In the case of How Wild the Sea, I was compelled by news footage of an elderly Japanese man sitting helpless on the rooftop of his house as it is carried away by the powerful tsunami tide of 2011. His wife had been swept under, minutes before. I was reminded of the earthquake of 1995 that destroyed much of Kobe, a city I visited in 1997 for the Japanese premiere of my Marimba Concerto. The efficiency and speed at which the city had been rebuilt was remarkable.
The solo string quartet opens the work with a four-voiced texture of rising arpeggios and falling scales. The orchestra quickly washes over the quartet like a sonic wave, from which the quartet emerges, only to be engulfed once again. For the most part, the quartet acts as a protagonist in this movement, the orchestra as the force of nature.
The second movement (Saisei = “rebirth” in Japanese) recalls the toccata-like final section of my trio And Legions Will Rise, a work premiered in Kobe in 2003. For me, this music has always evoked resiliency, courage, the summoning of fortitude. The oppositional dichotomy between solo quartet and orchestra has dissolved in this final movement, and the two often cooperate in melodic and rhythmic counterpoint, spinning forth with neo-Baroque energy.
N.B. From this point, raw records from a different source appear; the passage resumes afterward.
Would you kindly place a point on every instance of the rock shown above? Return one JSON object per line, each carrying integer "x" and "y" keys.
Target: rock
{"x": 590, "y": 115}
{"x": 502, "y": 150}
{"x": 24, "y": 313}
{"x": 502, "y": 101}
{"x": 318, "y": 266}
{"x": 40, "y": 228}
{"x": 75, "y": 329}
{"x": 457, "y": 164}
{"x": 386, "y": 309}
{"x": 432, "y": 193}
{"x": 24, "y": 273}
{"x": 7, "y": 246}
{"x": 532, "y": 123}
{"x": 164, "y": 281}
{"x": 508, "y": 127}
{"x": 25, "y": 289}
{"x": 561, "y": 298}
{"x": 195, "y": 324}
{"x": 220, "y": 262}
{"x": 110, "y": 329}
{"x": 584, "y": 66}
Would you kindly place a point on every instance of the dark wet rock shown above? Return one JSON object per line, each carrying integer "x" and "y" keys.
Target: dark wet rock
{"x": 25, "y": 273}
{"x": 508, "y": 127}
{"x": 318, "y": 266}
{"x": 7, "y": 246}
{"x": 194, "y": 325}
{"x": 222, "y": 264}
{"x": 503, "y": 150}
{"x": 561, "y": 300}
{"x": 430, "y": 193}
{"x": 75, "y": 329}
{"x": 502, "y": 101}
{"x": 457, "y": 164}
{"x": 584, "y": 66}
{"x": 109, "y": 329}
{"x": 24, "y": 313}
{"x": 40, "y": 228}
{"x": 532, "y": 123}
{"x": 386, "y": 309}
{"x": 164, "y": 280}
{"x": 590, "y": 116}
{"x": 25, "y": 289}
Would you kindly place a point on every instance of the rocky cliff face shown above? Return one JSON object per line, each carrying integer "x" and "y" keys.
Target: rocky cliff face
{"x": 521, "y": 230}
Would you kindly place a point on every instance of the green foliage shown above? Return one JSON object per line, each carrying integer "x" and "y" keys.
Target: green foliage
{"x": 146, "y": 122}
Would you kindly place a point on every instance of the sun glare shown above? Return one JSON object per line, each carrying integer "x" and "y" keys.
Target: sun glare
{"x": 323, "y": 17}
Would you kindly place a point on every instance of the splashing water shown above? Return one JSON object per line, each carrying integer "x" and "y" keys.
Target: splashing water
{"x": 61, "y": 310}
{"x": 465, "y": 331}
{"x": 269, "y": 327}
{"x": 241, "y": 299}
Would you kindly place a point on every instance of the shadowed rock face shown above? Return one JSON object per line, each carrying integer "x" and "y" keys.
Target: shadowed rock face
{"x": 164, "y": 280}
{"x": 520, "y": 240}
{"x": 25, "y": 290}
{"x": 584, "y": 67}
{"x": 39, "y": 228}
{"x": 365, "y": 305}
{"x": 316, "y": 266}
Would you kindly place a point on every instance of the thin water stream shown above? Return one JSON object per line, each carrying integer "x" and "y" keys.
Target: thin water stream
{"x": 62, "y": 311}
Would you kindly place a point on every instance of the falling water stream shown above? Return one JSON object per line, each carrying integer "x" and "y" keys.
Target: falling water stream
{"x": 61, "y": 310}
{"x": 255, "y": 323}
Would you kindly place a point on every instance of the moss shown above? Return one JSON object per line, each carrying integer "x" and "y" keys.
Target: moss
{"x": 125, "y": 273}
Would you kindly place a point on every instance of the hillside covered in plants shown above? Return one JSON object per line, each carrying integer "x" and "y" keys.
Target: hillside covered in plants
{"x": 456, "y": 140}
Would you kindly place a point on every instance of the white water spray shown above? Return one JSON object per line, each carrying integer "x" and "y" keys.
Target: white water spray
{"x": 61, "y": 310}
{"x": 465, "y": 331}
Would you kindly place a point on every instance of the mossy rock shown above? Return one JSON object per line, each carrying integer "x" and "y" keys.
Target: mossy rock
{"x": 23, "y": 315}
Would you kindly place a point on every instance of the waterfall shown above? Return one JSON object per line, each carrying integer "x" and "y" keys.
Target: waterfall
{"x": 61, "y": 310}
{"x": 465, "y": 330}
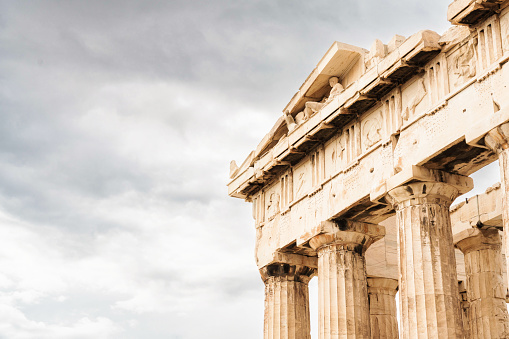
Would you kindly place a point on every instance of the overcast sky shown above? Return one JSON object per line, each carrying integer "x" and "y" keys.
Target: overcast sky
{"x": 119, "y": 120}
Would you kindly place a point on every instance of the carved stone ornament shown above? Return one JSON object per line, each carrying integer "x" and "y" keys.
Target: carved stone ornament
{"x": 371, "y": 132}
{"x": 464, "y": 62}
{"x": 414, "y": 100}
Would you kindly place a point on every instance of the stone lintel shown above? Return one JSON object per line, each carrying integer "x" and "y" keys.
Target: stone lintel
{"x": 383, "y": 283}
{"x": 421, "y": 174}
{"x": 288, "y": 272}
{"x": 347, "y": 232}
{"x": 486, "y": 208}
{"x": 474, "y": 239}
{"x": 498, "y": 138}
{"x": 469, "y": 12}
{"x": 342, "y": 230}
{"x": 482, "y": 127}
{"x": 293, "y": 259}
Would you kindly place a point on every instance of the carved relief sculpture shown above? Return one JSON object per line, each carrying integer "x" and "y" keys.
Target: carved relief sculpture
{"x": 371, "y": 132}
{"x": 415, "y": 100}
{"x": 464, "y": 63}
{"x": 331, "y": 212}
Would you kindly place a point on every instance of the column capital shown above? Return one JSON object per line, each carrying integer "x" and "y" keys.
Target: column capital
{"x": 474, "y": 239}
{"x": 289, "y": 272}
{"x": 498, "y": 138}
{"x": 357, "y": 235}
{"x": 423, "y": 192}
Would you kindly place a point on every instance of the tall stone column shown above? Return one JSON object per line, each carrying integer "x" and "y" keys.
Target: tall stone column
{"x": 343, "y": 306}
{"x": 498, "y": 141}
{"x": 429, "y": 297}
{"x": 488, "y": 317}
{"x": 382, "y": 308}
{"x": 286, "y": 301}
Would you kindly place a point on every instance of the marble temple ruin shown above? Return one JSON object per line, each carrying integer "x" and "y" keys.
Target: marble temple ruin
{"x": 355, "y": 181}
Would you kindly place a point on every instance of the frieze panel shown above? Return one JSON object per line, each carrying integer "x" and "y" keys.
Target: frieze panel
{"x": 462, "y": 63}
{"x": 413, "y": 99}
{"x": 371, "y": 129}
{"x": 504, "y": 30}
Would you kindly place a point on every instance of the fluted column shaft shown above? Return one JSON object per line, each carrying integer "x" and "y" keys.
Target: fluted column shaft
{"x": 429, "y": 298}
{"x": 382, "y": 308}
{"x": 488, "y": 317}
{"x": 343, "y": 306}
{"x": 498, "y": 140}
{"x": 286, "y": 301}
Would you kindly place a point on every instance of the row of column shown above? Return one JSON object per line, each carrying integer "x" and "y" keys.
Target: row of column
{"x": 353, "y": 306}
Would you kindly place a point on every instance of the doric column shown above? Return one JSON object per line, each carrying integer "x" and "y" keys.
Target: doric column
{"x": 286, "y": 301}
{"x": 465, "y": 308}
{"x": 382, "y": 308}
{"x": 488, "y": 317}
{"x": 498, "y": 141}
{"x": 343, "y": 307}
{"x": 428, "y": 287}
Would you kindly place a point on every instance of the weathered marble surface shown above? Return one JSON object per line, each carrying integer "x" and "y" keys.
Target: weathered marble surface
{"x": 422, "y": 112}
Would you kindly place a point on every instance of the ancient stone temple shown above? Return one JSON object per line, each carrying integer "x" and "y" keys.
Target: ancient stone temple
{"x": 355, "y": 181}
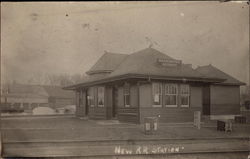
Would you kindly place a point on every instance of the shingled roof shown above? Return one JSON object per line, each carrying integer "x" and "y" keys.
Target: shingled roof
{"x": 58, "y": 92}
{"x": 145, "y": 62}
{"x": 140, "y": 64}
{"x": 213, "y": 72}
{"x": 107, "y": 63}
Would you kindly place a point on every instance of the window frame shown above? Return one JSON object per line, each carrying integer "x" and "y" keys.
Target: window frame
{"x": 91, "y": 97}
{"x": 169, "y": 94}
{"x": 102, "y": 87}
{"x": 126, "y": 93}
{"x": 160, "y": 95}
{"x": 188, "y": 95}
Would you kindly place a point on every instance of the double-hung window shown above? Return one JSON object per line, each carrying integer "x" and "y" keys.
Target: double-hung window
{"x": 126, "y": 95}
{"x": 184, "y": 93}
{"x": 171, "y": 92}
{"x": 100, "y": 96}
{"x": 157, "y": 94}
{"x": 90, "y": 97}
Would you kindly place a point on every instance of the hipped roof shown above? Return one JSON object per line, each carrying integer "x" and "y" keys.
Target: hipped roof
{"x": 141, "y": 64}
{"x": 211, "y": 72}
{"x": 36, "y": 91}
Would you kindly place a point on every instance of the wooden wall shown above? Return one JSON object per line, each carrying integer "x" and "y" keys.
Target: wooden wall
{"x": 225, "y": 100}
{"x": 96, "y": 112}
{"x": 128, "y": 114}
{"x": 80, "y": 103}
{"x": 167, "y": 114}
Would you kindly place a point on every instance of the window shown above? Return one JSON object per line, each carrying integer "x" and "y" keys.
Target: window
{"x": 184, "y": 88}
{"x": 126, "y": 95}
{"x": 80, "y": 99}
{"x": 157, "y": 94}
{"x": 171, "y": 95}
{"x": 100, "y": 96}
{"x": 90, "y": 97}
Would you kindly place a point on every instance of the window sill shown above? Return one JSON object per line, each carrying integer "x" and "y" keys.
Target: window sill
{"x": 184, "y": 106}
{"x": 156, "y": 106}
{"x": 171, "y": 106}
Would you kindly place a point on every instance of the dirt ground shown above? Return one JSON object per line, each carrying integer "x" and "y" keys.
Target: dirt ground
{"x": 71, "y": 128}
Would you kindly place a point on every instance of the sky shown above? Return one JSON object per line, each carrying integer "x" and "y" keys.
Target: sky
{"x": 69, "y": 37}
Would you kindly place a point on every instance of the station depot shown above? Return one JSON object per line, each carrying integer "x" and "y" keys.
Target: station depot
{"x": 149, "y": 83}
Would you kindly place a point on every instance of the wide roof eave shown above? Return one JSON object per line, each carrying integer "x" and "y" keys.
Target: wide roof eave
{"x": 126, "y": 76}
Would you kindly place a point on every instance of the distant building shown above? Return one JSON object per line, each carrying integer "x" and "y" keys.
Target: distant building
{"x": 149, "y": 83}
{"x": 20, "y": 97}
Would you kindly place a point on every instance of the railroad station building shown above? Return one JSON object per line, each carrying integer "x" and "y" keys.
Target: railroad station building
{"x": 149, "y": 83}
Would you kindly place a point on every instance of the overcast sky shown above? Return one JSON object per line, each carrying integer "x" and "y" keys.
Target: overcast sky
{"x": 68, "y": 37}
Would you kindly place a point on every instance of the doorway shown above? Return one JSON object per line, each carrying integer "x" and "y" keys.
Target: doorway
{"x": 114, "y": 102}
{"x": 87, "y": 104}
{"x": 206, "y": 100}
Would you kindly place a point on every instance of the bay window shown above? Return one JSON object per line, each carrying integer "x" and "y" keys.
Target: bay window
{"x": 157, "y": 94}
{"x": 184, "y": 95}
{"x": 100, "y": 96}
{"x": 171, "y": 95}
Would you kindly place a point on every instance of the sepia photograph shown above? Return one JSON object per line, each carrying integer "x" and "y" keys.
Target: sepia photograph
{"x": 125, "y": 80}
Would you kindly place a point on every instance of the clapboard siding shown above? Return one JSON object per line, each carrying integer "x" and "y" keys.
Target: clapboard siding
{"x": 225, "y": 100}
{"x": 170, "y": 114}
{"x": 128, "y": 115}
{"x": 97, "y": 113}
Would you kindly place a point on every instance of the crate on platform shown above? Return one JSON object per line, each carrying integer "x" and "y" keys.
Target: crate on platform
{"x": 150, "y": 125}
{"x": 224, "y": 125}
{"x": 240, "y": 119}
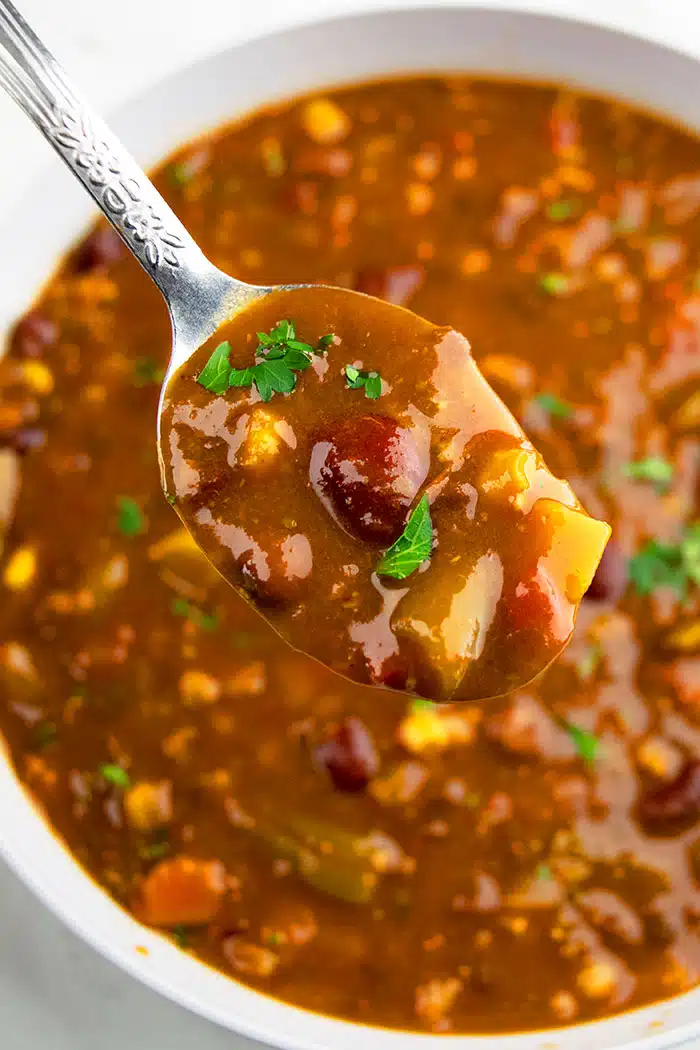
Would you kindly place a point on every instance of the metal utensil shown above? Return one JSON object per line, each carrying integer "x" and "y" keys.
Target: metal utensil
{"x": 199, "y": 296}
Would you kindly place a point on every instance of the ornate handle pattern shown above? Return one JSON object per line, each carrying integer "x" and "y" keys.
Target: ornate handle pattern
{"x": 127, "y": 197}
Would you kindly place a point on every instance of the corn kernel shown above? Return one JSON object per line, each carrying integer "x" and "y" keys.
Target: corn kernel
{"x": 324, "y": 121}
{"x": 198, "y": 689}
{"x": 20, "y": 569}
{"x": 38, "y": 377}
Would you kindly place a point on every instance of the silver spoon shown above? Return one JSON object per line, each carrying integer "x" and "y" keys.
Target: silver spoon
{"x": 199, "y": 296}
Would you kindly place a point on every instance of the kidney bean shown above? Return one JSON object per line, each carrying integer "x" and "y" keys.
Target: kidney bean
{"x": 611, "y": 578}
{"x": 676, "y": 802}
{"x": 33, "y": 334}
{"x": 367, "y": 471}
{"x": 349, "y": 756}
{"x": 99, "y": 250}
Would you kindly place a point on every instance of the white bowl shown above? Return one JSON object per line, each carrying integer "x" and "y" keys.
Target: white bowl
{"x": 188, "y": 103}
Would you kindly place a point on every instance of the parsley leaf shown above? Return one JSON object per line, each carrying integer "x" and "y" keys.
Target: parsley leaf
{"x": 586, "y": 743}
{"x": 181, "y": 607}
{"x": 554, "y": 405}
{"x": 412, "y": 546}
{"x": 129, "y": 517}
{"x": 658, "y": 470}
{"x": 114, "y": 775}
{"x": 667, "y": 565}
{"x": 214, "y": 376}
{"x": 370, "y": 380}
{"x": 278, "y": 357}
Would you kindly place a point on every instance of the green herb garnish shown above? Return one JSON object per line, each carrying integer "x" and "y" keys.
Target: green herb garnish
{"x": 45, "y": 734}
{"x": 114, "y": 775}
{"x": 667, "y": 565}
{"x": 206, "y": 621}
{"x": 412, "y": 546}
{"x": 147, "y": 371}
{"x": 370, "y": 380}
{"x": 558, "y": 210}
{"x": 586, "y": 743}
{"x": 588, "y": 665}
{"x": 554, "y": 284}
{"x": 420, "y": 704}
{"x": 554, "y": 405}
{"x": 129, "y": 517}
{"x": 278, "y": 357}
{"x": 658, "y": 470}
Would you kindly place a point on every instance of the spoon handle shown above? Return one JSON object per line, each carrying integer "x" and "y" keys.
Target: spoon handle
{"x": 191, "y": 285}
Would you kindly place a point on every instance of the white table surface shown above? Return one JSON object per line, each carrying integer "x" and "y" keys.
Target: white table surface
{"x": 56, "y": 993}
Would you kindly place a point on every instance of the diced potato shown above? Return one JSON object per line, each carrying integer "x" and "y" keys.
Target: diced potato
{"x": 684, "y": 638}
{"x": 574, "y": 538}
{"x": 445, "y": 620}
{"x": 324, "y": 121}
{"x": 21, "y": 569}
{"x": 9, "y": 485}
{"x": 262, "y": 439}
{"x": 178, "y": 552}
{"x": 250, "y": 959}
{"x": 183, "y": 890}
{"x": 37, "y": 376}
{"x": 598, "y": 979}
{"x": 198, "y": 689}
{"x": 509, "y": 471}
{"x": 437, "y": 998}
{"x": 426, "y": 729}
{"x": 250, "y": 680}
{"x": 686, "y": 416}
{"x": 148, "y": 804}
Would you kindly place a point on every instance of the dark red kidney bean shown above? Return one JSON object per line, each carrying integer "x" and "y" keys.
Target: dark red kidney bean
{"x": 676, "y": 802}
{"x": 367, "y": 470}
{"x": 611, "y": 578}
{"x": 33, "y": 334}
{"x": 349, "y": 756}
{"x": 277, "y": 569}
{"x": 395, "y": 285}
{"x": 99, "y": 249}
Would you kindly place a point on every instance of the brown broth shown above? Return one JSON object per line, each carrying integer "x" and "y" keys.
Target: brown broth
{"x": 538, "y": 856}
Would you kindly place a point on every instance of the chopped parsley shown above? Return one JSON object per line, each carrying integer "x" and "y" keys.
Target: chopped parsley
{"x": 278, "y": 357}
{"x": 147, "y": 371}
{"x": 370, "y": 380}
{"x": 115, "y": 775}
{"x": 207, "y": 621}
{"x": 553, "y": 405}
{"x": 412, "y": 546}
{"x": 667, "y": 565}
{"x": 554, "y": 284}
{"x": 45, "y": 734}
{"x": 129, "y": 517}
{"x": 654, "y": 468}
{"x": 588, "y": 665}
{"x": 558, "y": 210}
{"x": 586, "y": 743}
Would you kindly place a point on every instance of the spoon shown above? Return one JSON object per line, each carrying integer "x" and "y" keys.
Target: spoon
{"x": 390, "y": 519}
{"x": 198, "y": 295}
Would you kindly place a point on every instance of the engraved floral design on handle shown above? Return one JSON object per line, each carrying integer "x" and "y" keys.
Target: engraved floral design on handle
{"x": 120, "y": 194}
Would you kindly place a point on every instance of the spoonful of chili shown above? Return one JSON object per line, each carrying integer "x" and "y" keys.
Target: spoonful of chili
{"x": 341, "y": 461}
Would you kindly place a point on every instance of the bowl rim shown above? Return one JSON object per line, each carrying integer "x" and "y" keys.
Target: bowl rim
{"x": 135, "y": 948}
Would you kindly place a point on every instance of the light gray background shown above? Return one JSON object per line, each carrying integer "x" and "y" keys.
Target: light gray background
{"x": 56, "y": 993}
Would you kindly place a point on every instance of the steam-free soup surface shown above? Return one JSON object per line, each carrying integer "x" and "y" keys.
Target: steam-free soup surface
{"x": 421, "y": 545}
{"x": 518, "y": 863}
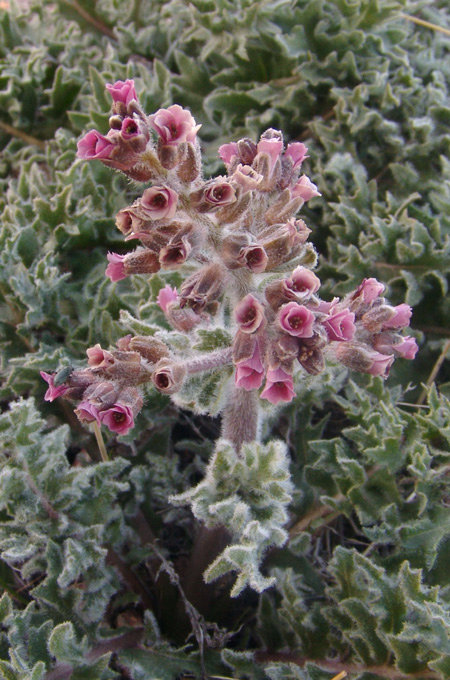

How Wild the Sea is dedicated in warm friendship to the Miró Quartet. It was commissioned by Texas Performing Arts at The University of Texas, the St. Paul Chamber Orchestra Society, City Music Cleveland Chamber Orchestra, ProMusica Chamber Orchestra of Columbus and the Naples Philharmonic. Additional support was provided to Texas Performing Arts by The Andrew W. Mellon Foundation. The premier took place on December 4, 2013 with the Miró Quartet and The University of Texas Symphony Orchestra led by Gerhardt Zimmerman.